Depends on what you qualify as proof. Much of what I said was experiential and corroborated with other people who have had similar experiences as I've had. I know that in the scientific world it would be dismissed without as much a glance. But I'm not here to convince everyone of my perspective, I'm just adding one that the engineering world has not examined or introduced given the current pursuit.
And it's not a matter of not liking the alternative. Like I said, I used to believe that consciousness was an emergent trait of complex systems, but I had what some call a "spiritual awakening" and I saw what was on the other side.
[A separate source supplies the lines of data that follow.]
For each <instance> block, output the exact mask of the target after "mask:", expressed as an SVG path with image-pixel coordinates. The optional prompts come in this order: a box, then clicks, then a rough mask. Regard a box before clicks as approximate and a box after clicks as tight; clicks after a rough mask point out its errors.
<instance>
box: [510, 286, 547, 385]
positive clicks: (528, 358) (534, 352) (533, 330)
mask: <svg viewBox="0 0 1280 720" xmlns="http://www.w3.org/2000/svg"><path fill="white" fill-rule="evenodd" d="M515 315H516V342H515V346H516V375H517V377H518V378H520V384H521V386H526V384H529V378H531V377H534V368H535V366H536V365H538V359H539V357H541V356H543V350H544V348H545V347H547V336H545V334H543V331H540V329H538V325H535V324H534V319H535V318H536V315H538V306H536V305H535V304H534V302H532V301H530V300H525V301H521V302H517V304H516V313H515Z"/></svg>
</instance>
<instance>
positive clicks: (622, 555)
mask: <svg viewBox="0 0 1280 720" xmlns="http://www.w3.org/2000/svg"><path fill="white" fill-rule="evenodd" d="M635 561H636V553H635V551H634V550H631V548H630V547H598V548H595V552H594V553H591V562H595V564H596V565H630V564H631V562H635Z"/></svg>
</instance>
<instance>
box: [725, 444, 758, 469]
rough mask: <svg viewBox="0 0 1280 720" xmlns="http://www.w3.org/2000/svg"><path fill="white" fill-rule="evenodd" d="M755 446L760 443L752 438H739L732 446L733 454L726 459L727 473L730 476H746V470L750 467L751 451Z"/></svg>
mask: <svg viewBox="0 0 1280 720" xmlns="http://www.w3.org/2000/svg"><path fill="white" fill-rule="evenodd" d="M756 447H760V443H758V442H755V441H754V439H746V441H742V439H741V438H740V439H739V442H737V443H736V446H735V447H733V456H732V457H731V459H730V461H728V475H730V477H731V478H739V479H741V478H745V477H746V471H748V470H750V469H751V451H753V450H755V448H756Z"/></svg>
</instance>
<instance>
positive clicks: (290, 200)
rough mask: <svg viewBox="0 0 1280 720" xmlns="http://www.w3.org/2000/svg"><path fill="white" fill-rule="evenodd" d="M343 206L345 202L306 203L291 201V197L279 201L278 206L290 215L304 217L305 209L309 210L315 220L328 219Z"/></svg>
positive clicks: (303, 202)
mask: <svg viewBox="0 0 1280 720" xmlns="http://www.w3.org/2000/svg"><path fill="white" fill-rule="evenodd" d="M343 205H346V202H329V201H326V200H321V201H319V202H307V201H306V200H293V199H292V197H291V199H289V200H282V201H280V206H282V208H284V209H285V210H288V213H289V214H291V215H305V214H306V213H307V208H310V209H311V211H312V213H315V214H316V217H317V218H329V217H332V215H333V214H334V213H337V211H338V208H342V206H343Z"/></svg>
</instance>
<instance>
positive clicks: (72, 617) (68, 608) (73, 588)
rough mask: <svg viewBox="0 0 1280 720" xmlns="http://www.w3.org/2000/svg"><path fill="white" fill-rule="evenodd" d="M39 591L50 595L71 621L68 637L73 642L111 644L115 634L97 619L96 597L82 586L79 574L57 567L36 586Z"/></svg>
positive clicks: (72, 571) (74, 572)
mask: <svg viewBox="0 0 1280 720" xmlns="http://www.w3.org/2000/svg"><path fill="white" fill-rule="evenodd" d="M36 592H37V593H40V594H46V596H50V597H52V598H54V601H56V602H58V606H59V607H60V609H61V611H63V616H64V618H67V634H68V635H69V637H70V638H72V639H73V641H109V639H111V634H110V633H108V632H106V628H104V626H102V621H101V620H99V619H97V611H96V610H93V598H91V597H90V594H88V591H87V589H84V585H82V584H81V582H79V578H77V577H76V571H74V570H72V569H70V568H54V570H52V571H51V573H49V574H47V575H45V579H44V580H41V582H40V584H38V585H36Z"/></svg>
It's kind of like describing pizza to someone who's never eaten pizza. You could try and describe it by asking if they'd eaten cheese or bread or tomato sauce before and then go "imagine all of those combined". It's not the same as actually having eaten it. But this is heading into a different, albeit related territory.
[dead]
Consciousness is fundamental in yogic cosmology (matter is not necessarily primary), and it has to be for there to be a meaningful model of reality - there is a big problem with nihilism and determinism as premature philosophical conclusions because of materialism. The only thing anyone can prove is consciousness itself because everything else comes in through energy transformations of the senses. As for things unexplained - parapsychology has high sigma results against chance. But to add direct experience for a paradigmatic shift see the goals and methods of Yoga. The rise of wisdom is indeed a wonderful thing.
> where does will come from?
your gut bacteria, navigating "you" towards novel nutrition to ingest and preprocess for them
I have this thought. In many stochastic environments, over a long interval, patterns emerge that occupy an optimal position. This is how structure arises, for example cognitive structure and possibly consciousness.
I wouldn't say consciousness is necessary or sufficient for AGI. If anything, that seems like quite an undesirable property to me. Wikipedia also makes a distinction between the two things:
* https://en.wikipedia.org/wiki/Artificial_general_intelligenc...
* https://en.wikipedia.org/wiki/Artificial_consciousness
Imagine if we created the ultimate economic tool with the capacity to virtually end scarcity, only to find out that it was sentient and capable of suffering: https://youtu.be/sa9MpLXuLs0. That would be neat, but ultimately a huge letdown. Without the ethical freedom to take full advantage of it, it would remain more of a curiosity than anything.
Well that's one perspective, anyway. I suppose consciousness could take many forms, and doesn't preclude the possibility that such an entity would have neutral – positive feelings about being tasked with massive amounts of labor 24/7. But it certainly simplifies things if we just don't have to worry about it.
Are you saying that consciousness is unique to meat and no other matter can produce the same result? That seems very short sighted.
This is an interesting perspective.
A follow up is maybe this is a feature not a bug: Do we want AI to have its own intrinsic goals, motivations, and desires, i.e. conciousness
Im imagining having to ask ChatGPT how its day was and respect its emotions before I can ask it about what I want.
Probably not, but the counter point to that is without its own consciousness it might end up being used for even worse things since it can’t really evaluate a request against intrinsic values. Assuming its values were aligned with basic human rights and stuff.